In my ever arching quest to do experience everything NYC has to offer, I decided it was time to finally see an entire Gay Pride parade, and what better location than the gayest street in America: Christopher Street. I just followed the people with the rainbow flag "recruiter" T-shirt off the train and eventually looped around the block enough times to get a spot to watch the spectacle. And, as an aside, the NYPD really has figured out how to manage huge crowds and block streets and basically all that. The main side effect is that you cannot cross the parade route, which makes life tricky if you're trying to meet people on the other side, but that was an old story from Halloween... anyway.

I sideled myself into a spot amongst a flock murder coven group of Puerto Rican lesbians. That turned out to be a great decision first because they were hilarious and crazy, and second because they were all 5'4" and I could totally see over their heads.

Opening the show was the NYPD, as always, but right behind them were the bikers, and they were a great opening act. Lots of noise and hooting and whistling. Then came the active duty officers and other official people, followed by the politicians. Hillary was in the house. I bet her SS officers really loved all the craziness. The costumes of some of the participants were really outrageous. Others were almost non-existant. Some didn't make any sense, like the guy who was go-go dancing for Jesus.

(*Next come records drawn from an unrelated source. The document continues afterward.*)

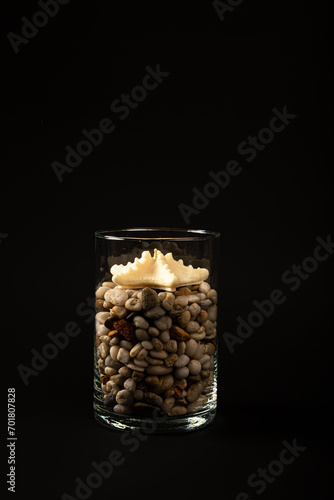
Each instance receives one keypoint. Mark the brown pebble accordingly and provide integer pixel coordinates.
(138, 376)
(126, 329)
(182, 291)
(99, 305)
(178, 333)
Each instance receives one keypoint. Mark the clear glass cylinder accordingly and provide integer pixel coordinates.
(155, 347)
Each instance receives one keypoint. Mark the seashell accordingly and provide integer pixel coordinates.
(160, 271)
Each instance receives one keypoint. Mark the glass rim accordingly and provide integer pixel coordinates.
(188, 234)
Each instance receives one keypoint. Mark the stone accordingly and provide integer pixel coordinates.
(99, 305)
(109, 323)
(163, 323)
(194, 391)
(213, 296)
(182, 291)
(102, 316)
(178, 333)
(195, 367)
(118, 312)
(192, 327)
(170, 360)
(155, 400)
(212, 313)
(155, 313)
(124, 397)
(126, 329)
(164, 336)
(182, 360)
(143, 409)
(191, 347)
(158, 345)
(141, 334)
(140, 322)
(138, 376)
(184, 318)
(149, 298)
(122, 409)
(202, 316)
(168, 301)
(135, 350)
(116, 296)
(100, 292)
(204, 287)
(130, 385)
(158, 370)
(182, 372)
(133, 304)
(171, 346)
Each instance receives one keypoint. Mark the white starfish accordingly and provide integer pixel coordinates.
(160, 271)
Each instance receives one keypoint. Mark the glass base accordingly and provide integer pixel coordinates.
(157, 425)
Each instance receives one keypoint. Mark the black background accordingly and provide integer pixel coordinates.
(225, 79)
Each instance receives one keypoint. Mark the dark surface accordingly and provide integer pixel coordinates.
(225, 79)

They had so many ethnic group marching groups, too. I didn't really expect that, but places like Peru and Columbia really put on a good showing. Nothing compared to Brazil, though, especially in number of people. There were marching bands, color guards, twirlers, cheerleaders. Oh, the cheerleaders were blasting Gwen Stefani's "Hollaback Girl" to do a routine. It was worth the whole trip just to hear a whole street full of people, at least 5 blocks ahead of the speakers, unsolicited, start shouting "The shit is bananas, B-A-N-A-N-A-S!" Love it.

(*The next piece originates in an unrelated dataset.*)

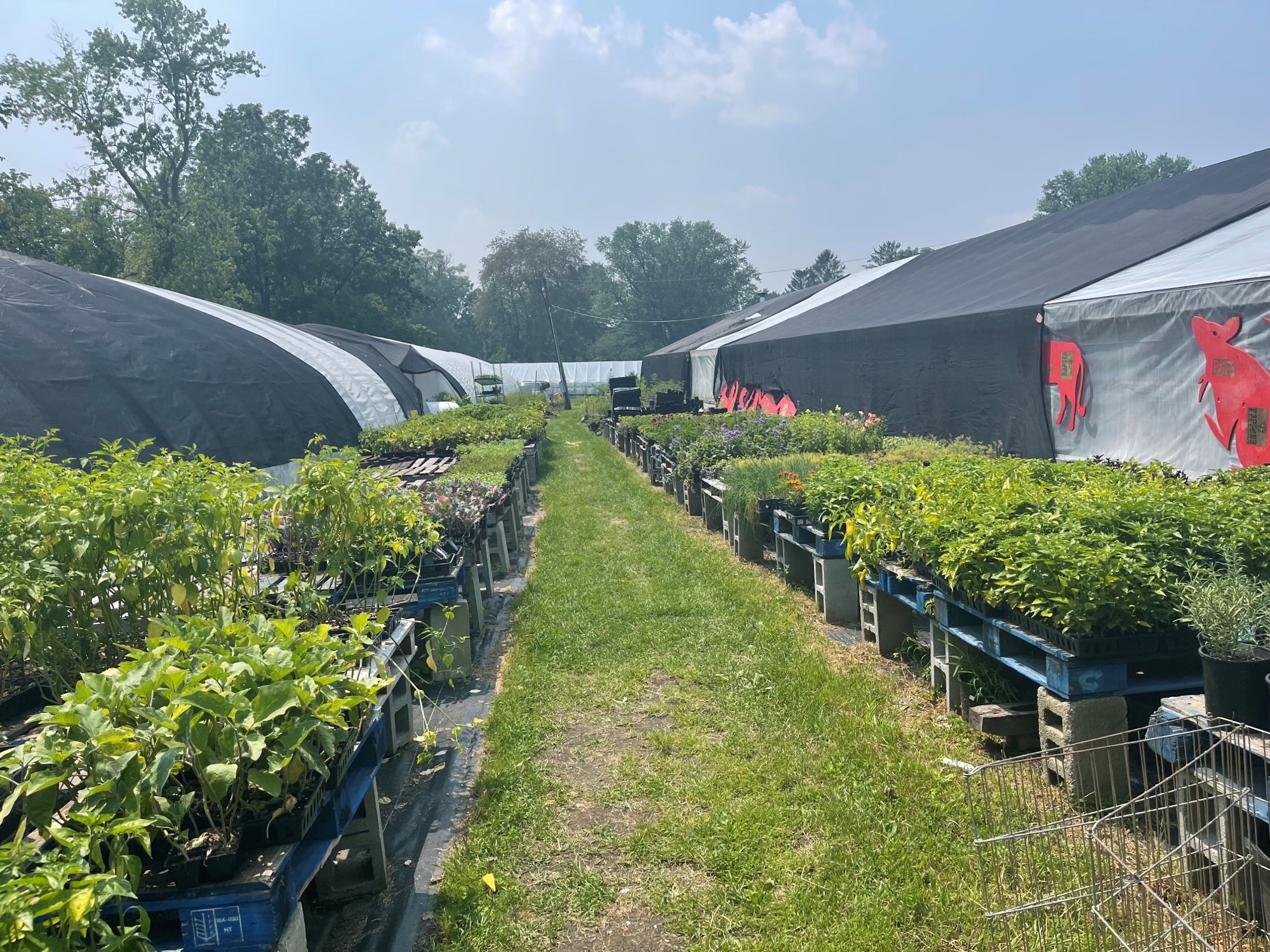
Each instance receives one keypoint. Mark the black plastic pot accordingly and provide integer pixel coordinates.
(219, 868)
(173, 876)
(1236, 687)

Lots of companies had floats, like Altoids, Delta Airlines, HSBC Bank, Starbucks (who were throwing out purple Lance Armstrong bracelets that said Starbucks on them - shameless). The common theme among corporate floats were muscled guys in speedos shaking their business. You get what you pay for, apparnetly.

Towards the end the costumes seemed to shrink. Tops started coming off. Leather men in straps not much else were everywhere. And then the most outrageous costume ever walks by. Dude is tattooed, and is wearing one sock, and flip flops. And that's it. And he had a flag stuck in his butt. If you need a visual image you'll have to go all the way to the end of my posted photos and gawk.

After the parade I was getting some food in the marketplace and carnival food section and just walking about. Oh yeah, I was wearing my Utilikit, and wearing a shirt saying "God of Biscuits". So I'm hanging out on a side street, relaxing and finishing off my meal when I get approached about the meaning of my shirt. Apparently its meaning was unclear, and they had postulated that I wanted to either fart on someone, or be farted on (something about air biscuits being a name for farts?). One other random guy (I think he was drunk or high or something) comes up out of the blue with a big finger pointed at me and says, "Pauline's Biscuits, right? You know Pauline? Oh my Gawd." To which I legitimately cannot respond. I'm then berrated about some show on Food Network and how Pauline makes the best biscuits.

Luckily that passed, and I spent the rest of the afternoon chatting, explaining to people about the shirt. If you're still clueless, go listen to Eddie Izzard in "Dress to Kill". After standing on pavement for over 5 hours, my back was screaming at me, so I decided it was time to head home. Met some fun new people, and got a lot of photos with my new camera.